Esta autora tuvo la oportunidad de conversar con un experimentado observador, poseedor de un gran conocimiento de la situación estratégica interna de Alemania, el cual destacó la necesidad de prestar mucha atención a la defensa de los “principios elementales” de la supremacía de la ley.  Esto es importante para quebrar la “corrección política” y analizar la situación en su conjunto con la cabeza fría.  Resaltó una declaración hecha por el ex ministro de la Defensa Rupert Scholz, quien, en un artículo publicado en periódico Frankfurter Allgemeine Zeitung (FAZ -18/12/2015), argumentó contra la noción de un cuadro “post Estado nacional,” al defender los principios del Estado nacional alemán como la línea maestra para una política de integración funcional, en especial, si tuviéramos que enfrentar una emigración masiva en el futuro.  Igualmente importante fue una entrevista del ministro del Interior, Thomas de Maiziére, publicada en el FAZ  del 9 de enero (No puede haber una espiral de silencio), en la que pidió al Estado una actitud sin prejuicios para lidiar con los culpables de los acontecimientos de Colonia.  Lo que despertó la reacción más enérgica de de Maiziére fue que la policía haya tenido que suprimir la participación de los emigrantes en la violencia.  “Ni los políticos, ni la prensa pueden proceder de forma diferente: si personas con ‘perfil de inmigración’ estuviesen involucradas en actos criminales, entonces, será el caso procesarlos penalmente por las denuncias promovidas por el pueblo de Alemania,” afirmó.

El ministro alemán subrayó también que en el otoño del año pasado pidió personalmente un estudio para investigar, tanto  la incidencia de delincuencia entre los que han buscado asilo en Alemania, como los ataques contra los asilos que han abrigado a los refugiados.  Según él, en estos casos, la incidencia de delincuencia ha crecido y este crecimiento se ha concentrado en una determinada franja de edades, pues la mayoría de los delitos cometidos involucra a hombres de entre 25 y 30 años.

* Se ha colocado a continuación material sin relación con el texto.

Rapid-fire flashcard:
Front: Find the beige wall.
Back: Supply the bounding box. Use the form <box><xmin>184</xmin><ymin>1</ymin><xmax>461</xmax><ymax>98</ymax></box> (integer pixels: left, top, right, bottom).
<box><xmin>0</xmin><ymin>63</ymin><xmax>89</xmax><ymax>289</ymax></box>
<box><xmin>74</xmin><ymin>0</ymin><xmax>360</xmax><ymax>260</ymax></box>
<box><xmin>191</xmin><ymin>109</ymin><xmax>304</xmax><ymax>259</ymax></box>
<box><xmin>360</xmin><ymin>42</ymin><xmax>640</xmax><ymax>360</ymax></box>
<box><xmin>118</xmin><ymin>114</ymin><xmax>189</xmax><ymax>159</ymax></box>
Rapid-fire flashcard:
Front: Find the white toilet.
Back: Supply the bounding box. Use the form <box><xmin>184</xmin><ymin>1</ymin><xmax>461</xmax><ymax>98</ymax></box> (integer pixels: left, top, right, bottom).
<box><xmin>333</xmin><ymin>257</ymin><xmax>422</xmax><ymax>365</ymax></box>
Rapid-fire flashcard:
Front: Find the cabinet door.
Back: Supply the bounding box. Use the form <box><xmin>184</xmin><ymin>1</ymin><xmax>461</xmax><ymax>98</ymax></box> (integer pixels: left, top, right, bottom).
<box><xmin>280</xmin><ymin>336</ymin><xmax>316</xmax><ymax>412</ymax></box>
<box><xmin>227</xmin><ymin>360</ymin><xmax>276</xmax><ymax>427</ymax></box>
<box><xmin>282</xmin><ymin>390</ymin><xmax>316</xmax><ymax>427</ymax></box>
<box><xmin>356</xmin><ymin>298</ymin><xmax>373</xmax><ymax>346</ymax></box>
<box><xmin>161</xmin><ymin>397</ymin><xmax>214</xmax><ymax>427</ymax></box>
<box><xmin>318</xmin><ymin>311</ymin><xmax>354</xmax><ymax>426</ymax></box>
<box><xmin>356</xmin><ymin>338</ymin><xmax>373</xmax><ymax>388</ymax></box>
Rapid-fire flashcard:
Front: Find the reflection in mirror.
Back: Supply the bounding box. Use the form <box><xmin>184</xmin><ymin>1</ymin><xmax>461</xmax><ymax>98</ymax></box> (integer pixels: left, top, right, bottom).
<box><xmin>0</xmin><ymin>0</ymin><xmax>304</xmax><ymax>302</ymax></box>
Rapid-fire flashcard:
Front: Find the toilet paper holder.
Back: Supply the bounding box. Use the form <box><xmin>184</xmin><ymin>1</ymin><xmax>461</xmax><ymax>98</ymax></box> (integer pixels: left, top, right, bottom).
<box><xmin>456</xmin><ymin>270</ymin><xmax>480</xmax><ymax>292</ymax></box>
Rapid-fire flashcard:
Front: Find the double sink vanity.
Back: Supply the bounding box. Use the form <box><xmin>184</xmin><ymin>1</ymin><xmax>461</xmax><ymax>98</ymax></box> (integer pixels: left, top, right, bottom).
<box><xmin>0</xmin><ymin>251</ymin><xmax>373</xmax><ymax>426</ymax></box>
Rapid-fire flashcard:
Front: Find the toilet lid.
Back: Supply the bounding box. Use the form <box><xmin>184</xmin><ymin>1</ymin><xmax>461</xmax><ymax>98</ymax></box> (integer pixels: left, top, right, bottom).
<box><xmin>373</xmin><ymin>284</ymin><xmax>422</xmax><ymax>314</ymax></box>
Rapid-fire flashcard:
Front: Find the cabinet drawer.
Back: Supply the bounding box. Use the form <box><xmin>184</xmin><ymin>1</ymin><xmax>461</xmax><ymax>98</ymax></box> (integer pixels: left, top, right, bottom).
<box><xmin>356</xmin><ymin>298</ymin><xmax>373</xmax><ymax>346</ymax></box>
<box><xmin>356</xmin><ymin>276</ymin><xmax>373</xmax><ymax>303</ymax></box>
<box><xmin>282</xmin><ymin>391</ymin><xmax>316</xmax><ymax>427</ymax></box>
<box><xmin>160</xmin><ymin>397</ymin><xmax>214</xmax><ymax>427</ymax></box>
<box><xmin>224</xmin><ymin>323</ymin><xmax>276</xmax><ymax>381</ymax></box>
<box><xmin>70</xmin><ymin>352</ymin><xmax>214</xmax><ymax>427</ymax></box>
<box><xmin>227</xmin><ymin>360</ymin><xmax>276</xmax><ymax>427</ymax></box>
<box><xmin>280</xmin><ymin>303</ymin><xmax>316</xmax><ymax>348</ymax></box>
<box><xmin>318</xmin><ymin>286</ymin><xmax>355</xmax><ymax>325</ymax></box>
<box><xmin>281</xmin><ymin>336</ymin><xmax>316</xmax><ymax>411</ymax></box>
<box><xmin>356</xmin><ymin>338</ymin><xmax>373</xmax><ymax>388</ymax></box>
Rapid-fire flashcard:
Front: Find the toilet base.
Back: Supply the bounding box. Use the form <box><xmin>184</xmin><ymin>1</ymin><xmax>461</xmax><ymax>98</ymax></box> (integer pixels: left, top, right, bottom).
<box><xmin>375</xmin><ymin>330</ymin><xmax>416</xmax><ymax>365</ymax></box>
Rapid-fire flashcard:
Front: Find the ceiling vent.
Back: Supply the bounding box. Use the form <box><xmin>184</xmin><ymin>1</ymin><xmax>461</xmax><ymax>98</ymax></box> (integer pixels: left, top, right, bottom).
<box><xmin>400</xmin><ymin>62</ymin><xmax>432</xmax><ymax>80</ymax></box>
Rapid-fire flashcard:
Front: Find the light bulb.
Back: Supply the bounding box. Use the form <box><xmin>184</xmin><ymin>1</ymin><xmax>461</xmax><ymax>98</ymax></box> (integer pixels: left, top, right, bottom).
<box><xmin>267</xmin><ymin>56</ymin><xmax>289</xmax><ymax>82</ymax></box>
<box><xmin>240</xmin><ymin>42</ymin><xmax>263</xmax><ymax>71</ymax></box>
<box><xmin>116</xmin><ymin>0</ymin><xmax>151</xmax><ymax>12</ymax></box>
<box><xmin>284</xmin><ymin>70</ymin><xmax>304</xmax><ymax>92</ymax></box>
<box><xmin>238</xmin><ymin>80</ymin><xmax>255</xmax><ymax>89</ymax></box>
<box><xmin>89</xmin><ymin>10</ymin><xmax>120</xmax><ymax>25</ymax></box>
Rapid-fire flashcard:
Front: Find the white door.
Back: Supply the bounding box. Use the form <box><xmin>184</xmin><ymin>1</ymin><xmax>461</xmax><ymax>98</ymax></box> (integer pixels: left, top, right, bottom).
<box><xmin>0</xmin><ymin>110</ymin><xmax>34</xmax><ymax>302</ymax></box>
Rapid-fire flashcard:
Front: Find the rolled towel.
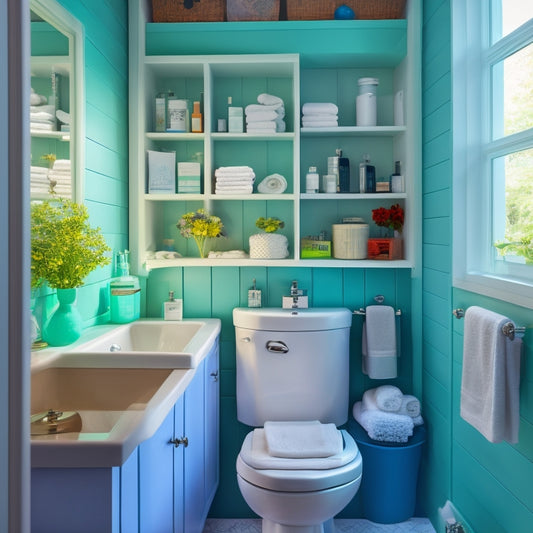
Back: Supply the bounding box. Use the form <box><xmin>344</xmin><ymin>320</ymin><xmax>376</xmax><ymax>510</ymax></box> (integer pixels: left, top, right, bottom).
<box><xmin>257</xmin><ymin>93</ymin><xmax>283</xmax><ymax>105</ymax></box>
<box><xmin>353</xmin><ymin>402</ymin><xmax>414</xmax><ymax>442</ymax></box>
<box><xmin>398</xmin><ymin>394</ymin><xmax>420</xmax><ymax>418</ymax></box>
<box><xmin>363</xmin><ymin>385</ymin><xmax>403</xmax><ymax>413</ymax></box>
<box><xmin>257</xmin><ymin>174</ymin><xmax>287</xmax><ymax>194</ymax></box>
<box><xmin>302</xmin><ymin>102</ymin><xmax>339</xmax><ymax>115</ymax></box>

De Maiziére recalcó, además, que eso no significa que los índices de criminalidad sean desproporcionadamente mayores entre los que buscan asilo en el país.  Por ejemplo, el porcentaje de delincuencia entre los sirios es menor que el índice promedio, mientras que entre los individuos provenientes de los Balcanes y del Norte de África es mayor.  Sin embargo, alertó que “sería equivocado no decir esto sólo porque existe el temor de que esa información se pueda usar de forma incorrecta.  No puede haber una espiral de silencio, en especial proveniente de la policía.”

Así, se dijo preocupado respecto a la duda de que hay una tendencia creciente en la sociedad alemana de usar un lenguaje vulgar y mostrar un comportamiento igualmente vulgar y salvaje, tanto en internet como en las redes sociales.  Según él, esto se ha expresado en los ataques perpetrados contra ciudadanos que precisamente son los que tienen que ser protegidos, pero también contra los representantes de los servicios públicos, la policía, los bomberos y los paramédicos –violencia que viene de la izquierda y de la derecha, de inmigrantes, pero también de alemanes que están trastornados.  Por ello alertó contra la “línea roja que se ha trazado,” la cual tiene que cambiarse.

Una preocupación particular que expresó de Maiziére fue la actitud de la “corrección política” adoptada por la policía, cuyo resultado se mostró en una investigación de opinión realizada por el Instituto Allensbach, según la cual 40 por ciento de los alemanes no se sienten libres para expresar su opinión, pues tienen miedo de ser tildados de racistas.

Alertó que puede ser falta de sentido de la  responsabilidad no llamar a las cosas por su nombre, a causa de la “corrección política.”  Si un delito es cometido por un aspirante a asilo o por algún emigrante legalizado, no puede haber ninguna reserva por parte del Estado para prohibir que sean juzgados de acuerdo con el “mandato de la ley.”